- Если сегодня летчики показали себя с лучшей стороны, то это не потому, что хотели блеснуть перед вами, хотя и это было бы естественно. В них горит вечный огонь стремления овладеть тайнами неба. Откуда взялся этот огонь? Он передавался от отцов к детям.

В качестве примера я привел Жулева и Кириллова. У первого отец сражался в составе интернациональных [257] бригад в Испании, а у второго отец был помощником партизан Среднегорья.

- Этот огонь, - продолжал я, - как эстафета, передан нам партизанскими отрядами, и поэтому у наших летчиков высокое чувство ответственности и такой высокий боевой дух.

Речь Первого секретаря партии была настоящей похвалой упорству и подвигу летчиков. Всех поразила изумительная способность Первого секретаря ЦК с первой же встречи вникнуть в самые сложные проблемы и понять душу летчиков.
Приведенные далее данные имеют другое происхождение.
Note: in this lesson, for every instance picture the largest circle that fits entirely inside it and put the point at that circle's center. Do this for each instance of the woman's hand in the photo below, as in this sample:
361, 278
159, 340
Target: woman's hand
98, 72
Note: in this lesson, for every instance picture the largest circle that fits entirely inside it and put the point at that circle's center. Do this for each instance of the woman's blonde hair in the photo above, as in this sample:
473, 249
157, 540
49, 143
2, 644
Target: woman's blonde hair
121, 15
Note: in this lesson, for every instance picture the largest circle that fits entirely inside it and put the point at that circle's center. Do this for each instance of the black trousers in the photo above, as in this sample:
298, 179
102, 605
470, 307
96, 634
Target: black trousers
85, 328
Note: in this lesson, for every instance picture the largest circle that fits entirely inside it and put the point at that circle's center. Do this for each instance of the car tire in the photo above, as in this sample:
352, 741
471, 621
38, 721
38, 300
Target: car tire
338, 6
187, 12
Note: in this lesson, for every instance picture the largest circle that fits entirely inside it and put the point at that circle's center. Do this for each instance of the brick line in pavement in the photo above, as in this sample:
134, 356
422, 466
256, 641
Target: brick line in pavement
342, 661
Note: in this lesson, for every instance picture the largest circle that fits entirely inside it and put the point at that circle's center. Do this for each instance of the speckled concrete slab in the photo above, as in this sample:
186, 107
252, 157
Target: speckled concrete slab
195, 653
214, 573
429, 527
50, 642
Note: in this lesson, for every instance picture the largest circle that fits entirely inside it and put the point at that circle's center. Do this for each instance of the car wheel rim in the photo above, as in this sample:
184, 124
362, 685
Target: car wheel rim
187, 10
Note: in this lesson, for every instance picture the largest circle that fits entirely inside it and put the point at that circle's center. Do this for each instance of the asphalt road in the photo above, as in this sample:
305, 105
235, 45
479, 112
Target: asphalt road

Но самым неожиданным из того, что случилось в тот день, было предложение товарища Живкова учредить День военно-воздушных сил. Это вызвало такой неудержимый восторг у летчиков, что они не дали ему даже договорить. А он стоял и только улыбался.

И праздник стал еще веселее. Люди забыли о тяжелом, изнурительном труде в небе.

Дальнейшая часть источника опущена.